Absolute Zero Cool. Declan Burke
»Wegen The Big O. Ein italienischer Verlag hat ein Angebot gemacht. Der Vorschuss ist mehr eine symbolische Geste, aber immerhin…«
»Macht nichts, ist doch toll, wir sagen zu. Eine italienische Ausgabe wäre hübsch.«
»Ganz bestimmt.« Er lacht vor sich hin. »Vielleicht reicht das Honorar ja für ein Wochenende in Rom.«
Vielleicht. Wenn ich hinschwimme.
»Ich melde mich dann«, sagt er und ist wieder weg.
»Weißt du«, sagt Billy, »ich glaube nicht, dass ich Schriftsteller sein möchte. Ich sehe ja, dass du was draufhast und Karlsson eine gewisse Tiefe verleihen willst. Aber jetzt…«
»Hast du deine Meinung geändert, seit du mich kennengelernt hast?«
Ich meine das scherzhaft, aber er nickt. »Ich glaube«, sagt er, »dass es nicht zusammenpasst, dass Karlsson einerseits ein Schriftsteller werden und kreativ sein will und andererseits das Krankenhaus in die Luft sprengen möchte.«
»Die Lust der Zerstörung ist gleichzeitig eine schaffende Lust.«
»Hmm«, sagt er. »Ich bin nicht sicher, ob die Leute mich mögen, wenn ich solche nihilistischen Phrasen dresche.

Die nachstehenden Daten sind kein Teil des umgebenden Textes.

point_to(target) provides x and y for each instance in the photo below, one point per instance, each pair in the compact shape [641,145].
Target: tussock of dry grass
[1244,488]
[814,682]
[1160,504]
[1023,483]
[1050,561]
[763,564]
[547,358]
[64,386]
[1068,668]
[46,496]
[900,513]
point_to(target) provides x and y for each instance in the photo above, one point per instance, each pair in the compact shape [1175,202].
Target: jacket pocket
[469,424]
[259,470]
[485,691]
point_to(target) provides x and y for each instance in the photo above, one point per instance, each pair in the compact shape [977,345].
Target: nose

Diese Endzeitsprüche kommen beim Publikum nicht mehr so gut an.«
»Wie wär’s dann damit«, sage ich. »Zu Anfang willst du Schriftsteller werden. Leider bekommst du nur Absagen. Also bist du enttäuscht und entschließt dich, das Krankenhaus in die Luft zu sprengen.«
»Zu narzisstisch. Nur ein Schriftsteller kann so egomanisch denken.«
»Aber ein Krankenhaus in die Luft zu sprengen ist doch nicht narzisstisch.«
»Es geht darum, Aufmerksamkeit zu erregen, oder? Du hast mich doch in die Situation gebracht, dass ich etwas Drastisches tun muss.«
»Lass mich da raus, Billy. Das mit dem Krankenhaus war deine Idee.«
»Ich war doch nicht immer so, Mann. Wenn du mich vorher gefragt hättest, dann hätte ich dir erzählt, dass ich davon geträumt habe, als Kapitän einer Charteryacht zwischen den griechischen Inseln herumzusegeln.«
»Ein Hilfsarbeiter, der auf einer Yacht durch die Ägäis schippert?«
Er kneift die Augen zusammen. »Soll das etwa heißen, dass die Unterschicht kein Recht auf Träume hat?«
»Die Unterschicht kann träumen, was sie will, Billy, aber wir reden hier nicht über irgendwelche bescheuerten Groschenromane. Wenn dein Traum plausibel gewesen wäre, dann…«
»Ein plausibler Traum?«
»Du kannst es auch realisierbare Phantasie nennen. Jeder darf sich wünschen, was er will, viel Glück dabei, aber wenn es nicht zur Logik der Geschichte passt, dann geht’s halt nicht.«
»Das schränkt aber ganz schön ein, oder?«
»Es gibt nun mal keine Einhörner im Weltraum, Billy.«
Er grinst. »Könnte es aber geben, wenn sie speziell für sie entworfene Helme tragen würden.«
»Na schön. Wenn du gern Einhörner auf dem Mars hast und Aushilfen, die mit Yachten herumschippern, soll es mir Recht sein. Aber niemand wird so was kaufen.«
»Damit gibst du nur zu, dass du nicht gut genug bist, um es überzeugend zu schreiben.« Leichtes Achselzucken. »Vielleicht ist das ja der Grund, warum du immer noch neben deinem normalen Job schreibst und dir spezielle Auszeiten fürs Überarbeiten nehmen musst.«
»Kann schon sein. Vielleicht sollten wir das Ganze einfach vergessen, damit ich mich wieder mit dem beschäftigen kann, was mir beim Schreiben Spaß macht.«
Er steht auf. »Lass uns mal eine Pause machen. Wir kriegen heute ganz eindeutig nichts Konstruktives mehr auf die Reihe.« Er dreht sich eine Zigarette von meinem Tabak und zündet sie an. »Eine Sache noch«, er bläst den Rauch aus. »Man kann nicht einfach so drohen, den Stecker zu ziehen. Entweder man tut es oder nicht. Wenn man nicht vollkommen davon überzeugt ist, dann funktioniert es nicht. Der Anfang ist das Einfachste. Wenn es dir jetzt schon schwerfällt, dann wird es ein Albtraum, wenn wir in die Endphase kommen.«
Er hat recht, aber sich jetzt zu entschuldigen ginge einfach zu weit.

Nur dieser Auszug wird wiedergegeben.